The film crew for a documentary called “Sweet Crude” was traveling by boat on the Niger Delta when the Nigerian military Joint Task Force apprehended and arrested them near the town of Warri. The attorney general in Abuja is reviewing the case and is expected to reach a decision soon, local journalists reported.
“This is not the first time authorities have suppressed foreign media
coverage in the Niger Delta region,” said Tom Rhodes, CPJ’s Africa Program Coordinator. “Nigerian authorities must release the film crew immediately and end this pattern of censorship of the conflict over oil in the region.”
No charges have been filed against the crew and their defense lawyer, Bello Lubebe, was denied access to them, local journalists and the independent film company’s press secretary, Leslye Wood, told CPJ from Seattle. Under the command of Brigadier-General Rimtiip Wuyep, the military originally accused the crew of traveling without military clearance, said a local journalist.
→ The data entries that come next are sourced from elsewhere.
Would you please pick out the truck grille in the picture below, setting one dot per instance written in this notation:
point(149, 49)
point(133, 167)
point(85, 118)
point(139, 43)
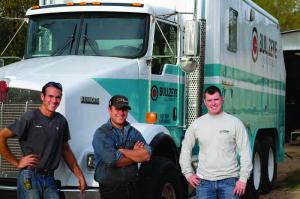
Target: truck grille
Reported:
point(17, 102)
There are, however, no laws that require military clearance for travel in the area, local journalists said.
The Nigerian army is fighting several armed groups in the Niger Delta
region and block travelers from outside the region.
The film crew was interrogated for six hours in Warri on April 12 before
Brigadier-General Wuyep ordered them to be placed under custody with state security in Abuja later that evening, local journalists and Wood told CPJ.
According to a press statement by the film company, the group was filming “Sweet Crude,” a documentary about oil production in the Niger Delta. Director Sandy Cioffi and crew members Tammi Sims, Cliff Worsham, and Sean Porter entered the country legally on April 5 and notified authorities about their intentions to film, the statement said.
The four Americans were being assisted by Joel Bisina, founder of a Warri-based organization called Niger Delta Professional for Development.
The governor of Delta State had no comment concerning the arrest but will issue a public statement soon, spokesman Sunny Ogerefere told CPJ.
Two German independent filmakers and American peace activist Judith Asuni and Nigerian Danjuma Saidu were detained last October in Warri. The two filmmakers were accused of breaching Nigeria’s Official Secrets Act by taking photographs and video footage of “protected places,” including oil facilities in the Niger River Delta, defense lawyer Mohammed Bello Adoke told CPJ.
Nigeria, Africa’s biggest oil producer, pumps crude from the
poverty-stricken Niger Delta region.
Armed groups have emerged in the region to fight for more oil revenues to support Delta State while other armed groups steal the crude and sell it on the black market. The conflict has curbed one quarter of Nigeria’s daily crude output, according to international news reports.